Almost 1 in 5 women in Japanese prisons is a senior. In the vast majoriy of those cases, the women were found guilty of shoplifting.  Image by Shiho Fukada.

Sunday, September 16, 2018 - 6:00PM
Under the Bridge at Brooklyn Bridge Park
60 Water Street
Brooklyn, NY 11201
United States

On Sunday, September 16, 2018, Pulitzer Center grantee Shiho Fukada discusses her photographs and considers what inspires her work as part of Photoville 2018's 'Inspired Live' talk.  

Fukada shares the stage with nine other Photoville artists. The session is inspired by PechaKucha presentations. Each speaker selects 15 images. Those images remain on the screen for 20 seconds each, "creating a dynamic 6-minute presentation. What inspires their work? A person, place, idea or object?," according to the session organizers.

The 2018 Photoville Pulitzer Center exhibition, "Nowhere Left but Here," features Fukada's work focused on aging in Japan. Japan’s population is aging at an unprecedented rate, and with this demographic change is coming an unexpected new problem: senior crime. One in five women in Japanese prisons is a senior. In her photographs, Shiho Fukada explores these women’s lives and the choices loneliness has driven them to make.

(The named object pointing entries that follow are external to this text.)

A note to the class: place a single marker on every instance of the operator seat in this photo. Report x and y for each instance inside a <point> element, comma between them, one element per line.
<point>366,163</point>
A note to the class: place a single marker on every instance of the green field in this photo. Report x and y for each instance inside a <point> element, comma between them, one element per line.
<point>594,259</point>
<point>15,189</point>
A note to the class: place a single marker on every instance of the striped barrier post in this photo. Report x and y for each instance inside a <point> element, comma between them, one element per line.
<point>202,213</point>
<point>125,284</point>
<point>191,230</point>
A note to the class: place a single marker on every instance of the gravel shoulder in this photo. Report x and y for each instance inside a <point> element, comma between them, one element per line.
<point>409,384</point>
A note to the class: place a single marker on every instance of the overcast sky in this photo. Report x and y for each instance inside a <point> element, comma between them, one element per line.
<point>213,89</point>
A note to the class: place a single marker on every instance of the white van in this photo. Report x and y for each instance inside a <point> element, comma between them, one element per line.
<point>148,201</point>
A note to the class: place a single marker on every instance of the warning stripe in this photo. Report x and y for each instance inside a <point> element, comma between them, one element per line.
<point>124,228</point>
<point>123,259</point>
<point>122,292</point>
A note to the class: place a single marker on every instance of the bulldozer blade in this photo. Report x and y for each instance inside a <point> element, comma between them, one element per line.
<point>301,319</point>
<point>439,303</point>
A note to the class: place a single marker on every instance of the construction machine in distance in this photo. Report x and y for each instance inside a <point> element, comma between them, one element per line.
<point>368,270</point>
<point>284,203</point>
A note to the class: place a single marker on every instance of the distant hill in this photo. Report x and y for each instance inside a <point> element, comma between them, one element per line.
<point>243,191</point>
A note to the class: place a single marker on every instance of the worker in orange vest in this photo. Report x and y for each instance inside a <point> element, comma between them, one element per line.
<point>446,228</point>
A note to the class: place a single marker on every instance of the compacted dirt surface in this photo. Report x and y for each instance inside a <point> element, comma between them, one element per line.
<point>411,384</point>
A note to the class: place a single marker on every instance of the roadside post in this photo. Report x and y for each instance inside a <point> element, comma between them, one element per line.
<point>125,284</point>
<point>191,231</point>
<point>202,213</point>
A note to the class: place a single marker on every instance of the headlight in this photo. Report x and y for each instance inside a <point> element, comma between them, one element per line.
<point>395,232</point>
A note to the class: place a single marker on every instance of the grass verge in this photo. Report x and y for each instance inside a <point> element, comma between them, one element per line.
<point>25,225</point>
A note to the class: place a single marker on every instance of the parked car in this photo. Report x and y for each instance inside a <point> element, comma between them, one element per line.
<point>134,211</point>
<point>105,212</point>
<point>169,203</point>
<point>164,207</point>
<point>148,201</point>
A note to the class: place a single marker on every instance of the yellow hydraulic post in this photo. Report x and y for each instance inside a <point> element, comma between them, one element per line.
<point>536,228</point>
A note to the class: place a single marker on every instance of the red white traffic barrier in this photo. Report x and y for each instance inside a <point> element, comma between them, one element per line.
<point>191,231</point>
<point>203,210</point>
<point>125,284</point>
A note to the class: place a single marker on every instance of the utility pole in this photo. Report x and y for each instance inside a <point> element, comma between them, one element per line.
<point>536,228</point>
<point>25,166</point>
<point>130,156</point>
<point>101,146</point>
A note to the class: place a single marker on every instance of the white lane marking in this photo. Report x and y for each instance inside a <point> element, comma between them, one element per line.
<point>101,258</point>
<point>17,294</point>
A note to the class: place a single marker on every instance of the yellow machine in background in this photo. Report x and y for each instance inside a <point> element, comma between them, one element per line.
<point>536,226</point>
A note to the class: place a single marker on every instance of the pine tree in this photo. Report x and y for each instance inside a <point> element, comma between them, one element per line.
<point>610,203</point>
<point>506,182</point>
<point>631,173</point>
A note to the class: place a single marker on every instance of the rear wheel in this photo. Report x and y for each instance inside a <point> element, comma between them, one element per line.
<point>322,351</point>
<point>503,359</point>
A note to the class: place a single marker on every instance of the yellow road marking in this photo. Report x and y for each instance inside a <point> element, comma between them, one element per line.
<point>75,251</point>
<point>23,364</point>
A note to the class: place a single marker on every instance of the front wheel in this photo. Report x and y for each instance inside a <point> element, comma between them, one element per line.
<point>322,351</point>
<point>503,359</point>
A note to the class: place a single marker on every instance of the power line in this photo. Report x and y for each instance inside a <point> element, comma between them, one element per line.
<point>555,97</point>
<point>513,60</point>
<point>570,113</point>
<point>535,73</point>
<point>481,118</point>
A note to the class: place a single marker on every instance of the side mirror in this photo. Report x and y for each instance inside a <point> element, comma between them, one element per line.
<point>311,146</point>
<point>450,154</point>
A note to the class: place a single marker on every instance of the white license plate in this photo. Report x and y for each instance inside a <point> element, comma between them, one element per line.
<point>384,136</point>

Fukada is an Emmy-nominated visual journalist, who has a decade of experience shooting and producing stories nationally and internationally for publications such as The New York Times, The Wall Street Journal, Bloomberg, CNN, among others. She currently pursues underreported stories both in video and photography, focusing on the disenfranchised and marginalized in Asia.

Fukada is one of several Pulitzer Center-supported photographers who are participating in Photoville 2018 in New York City.